Effective from Dec. 31, 2020, seafood harvested by the Lien Y Hsing No. 12 (連億興12號) was not allowed to enter the U.S. market, according to an order following an investigation that indicated the use of forced labor, deception, withholding of wages, and debt bondage aboard the vessel. Any tuna or other seafood it harvests will now be detained at U.S. ports of entry if it were to arrive.

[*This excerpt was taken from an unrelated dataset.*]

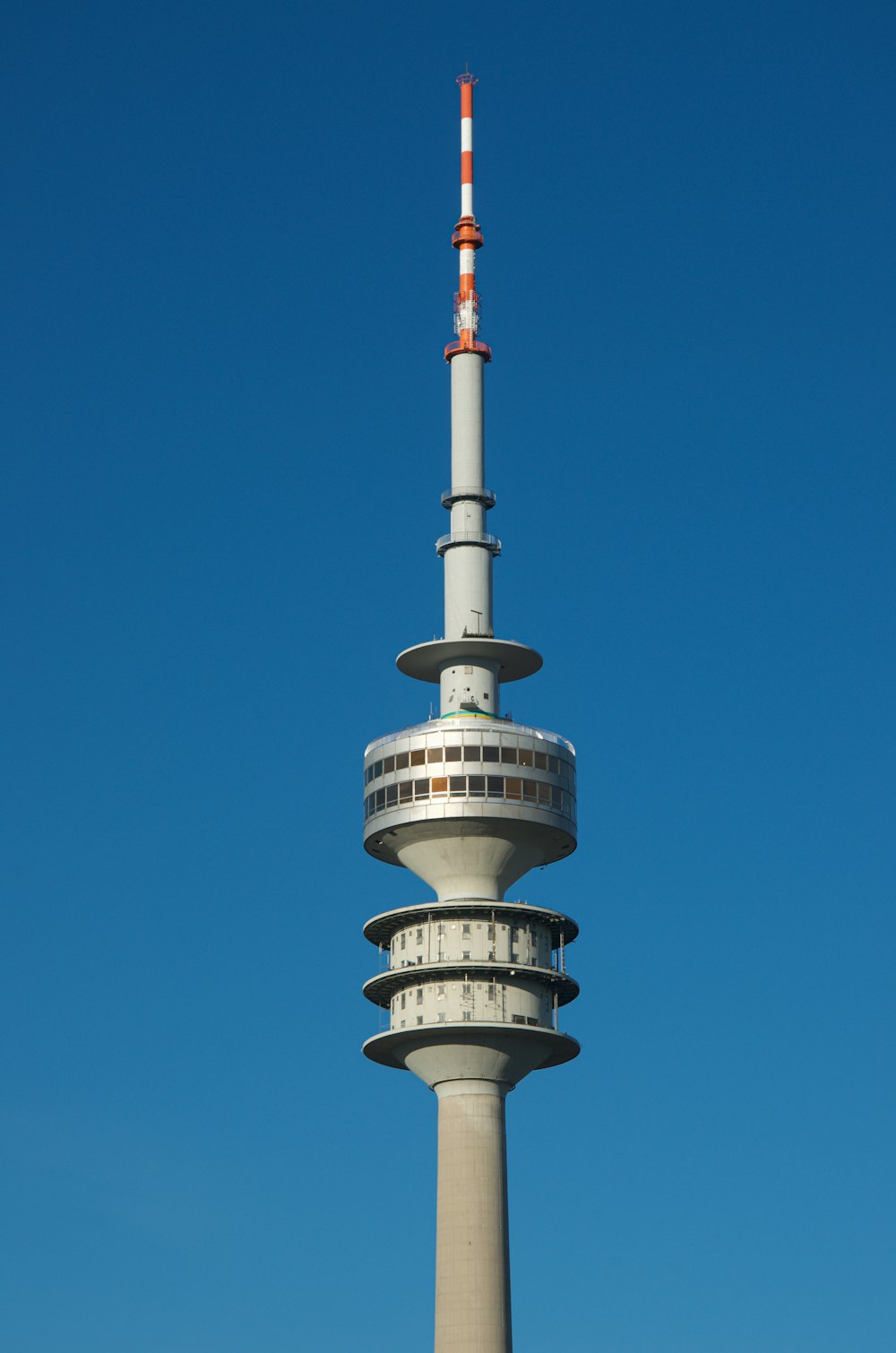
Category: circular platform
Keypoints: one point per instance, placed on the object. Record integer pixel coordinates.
(426, 662)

Tuna is widely consumed by Americans, both in restaurants and in processed products, with per capita consumption of canned tuna amounting to 2.1 pounds in 2018, according to the National Fisheries Institute,
“Americans need to know that tuna and other seafood products can be at high risk of being harvested by forced labor, which is a form of modern day slavery,” said U.S. Customs and Border Protection (CBP) Acting Commissioner Mark A. Morgan.
The owner of the Lien Y Hsing No. 12 would have to prove that there had been no forced labor during its fishing operations to reverse the order.
In May and August of 2020, the CBP issued a separate Withhold Release Order (WRO) against Taiwanese owned distant-water fishing vessels the Da Wang (大旺) and the Yu Long No. 2 (漁隆2號). Taiwanese fishing vessel the Tunago No. 61 (和春61號) was blacklisted in February 2019, marking the first fishing vessel in the world to be barred from trading with American companies under the CBP regulations.
There are only four fishing vessels in the world subject to the order, and it is unfortunate they are all owned by Taiwanese companies, said Greenpeace Southeast Asia Ocean Campaign Director Chen Pei-yu (陳珮瑜).
"It shows that the Taiwanese government failed to protect the migrant fishermen working on Taiwanese distant water vessels as a result of loopholes created by the country's regulations, which expose foreign crew members to dangerous working conditions."
Chen explained that the existing Labor Standards Act (勞基法) is not applicable to employment on deep-sea fishing vessels, which enables employers to dodge labor laws and reduce costs.
In response to the latest order, an official from Taiwan's Fisheries Agency, an industry trade group also tasked with reviewing abuses, told CNA that its investigation showed that the owner of the Lien Y Hsing No. 12 did pay foreign crew members in accordance with the contract and without a delay, adding that their time off was well documented.
The Fisheries Agency did find, however, that the Taiwanese employment broker withheld US$100 from each foreign crew member. The agency imposed a fine of NT$1 million (US$35,610) on the broker in September of last year, the official said.